Per capire meglio cosa dobbiamo aspettarci, conviene brevemente ricordare due precedenti lombardi. In primo luogo, il nuovo sistema pubblico-privato è in vigore per la formazione professionale sin dal 2001. Ebbene, il primo effetto fu che tra il 2000 e il 2004 il numero degli enti formativi balzò da 282 a 1143. Un esercito di enti privati, spesso erogatori di un unico corso in tutto l’anno scolastico, che senza trasparenza e controllo effettivo si accaparrava i miliardi del fondo sociale europeo. Un vero e proprio assalto alla diligenza che ha prosciugato le casse, dequalificato il sistema della formazione e trasformato l’assessorato lombardo all’istruzione in quello più indagato d’Italia.
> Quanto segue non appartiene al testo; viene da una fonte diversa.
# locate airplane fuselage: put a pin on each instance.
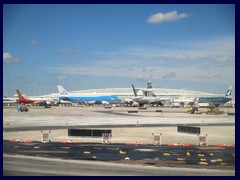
(90, 98)
(214, 100)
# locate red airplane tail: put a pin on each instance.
(19, 95)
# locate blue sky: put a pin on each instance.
(110, 46)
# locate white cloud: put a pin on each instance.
(168, 17)
(182, 57)
(156, 62)
(7, 57)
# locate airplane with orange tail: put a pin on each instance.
(21, 99)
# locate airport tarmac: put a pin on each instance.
(127, 126)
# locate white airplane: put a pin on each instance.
(142, 100)
(90, 99)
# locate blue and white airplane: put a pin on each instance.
(65, 96)
(218, 100)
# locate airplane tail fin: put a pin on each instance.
(19, 94)
(229, 91)
(134, 91)
(61, 90)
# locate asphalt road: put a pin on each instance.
(33, 166)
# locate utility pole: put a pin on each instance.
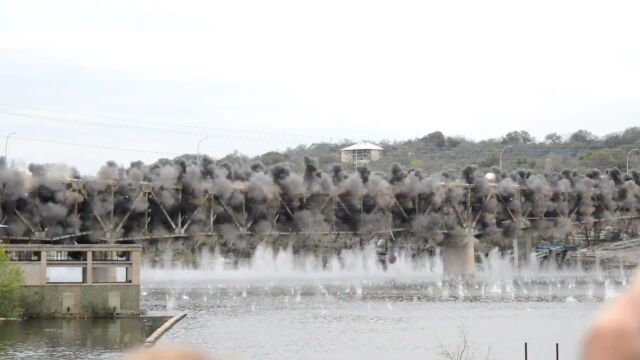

In secondo luogo, nel 2001 fu introdotto anche il “buono scuola”, cioè un sussidio pubblico, che nel solo anno scolastico 2005/2006 assorbì 43 milioni di euro di fondi regionali. Ma, e sta qui lo scandalo, il 99% è andato a famiglie i cui figli frequentano la scuola privata e il 63% beneficiari dispongono di un reddito dichiarato che si colloca nella fascia tra 35 e 180mila euro annui. In altre parole, un finanziamento indiretto, ma esclusivo, della scuola privata e un sussidio pubblico a famiglie in maggioranza non bisognose.
Sarebbe dunque un grosso errore sottovalutare la mossa di Formigoni. Qui non si tratta di un semplice affare lombardo, bensì del tentativo di aprire un varco su scala nazionale, approfittando dell’inerzia governativa, dell’assenza di mobilitazione sociale e delle molte ambiguità in settori non marginali del Partito Democratico. La via delle Regioni per riproporre l’attacco alla scuola pubblica, libera e laica è oggi quella più insidiosa e, se non si svilupperà un’iniziativa politica, istituzionale e sociale all’altezza, rischia pure di essere quella vincente.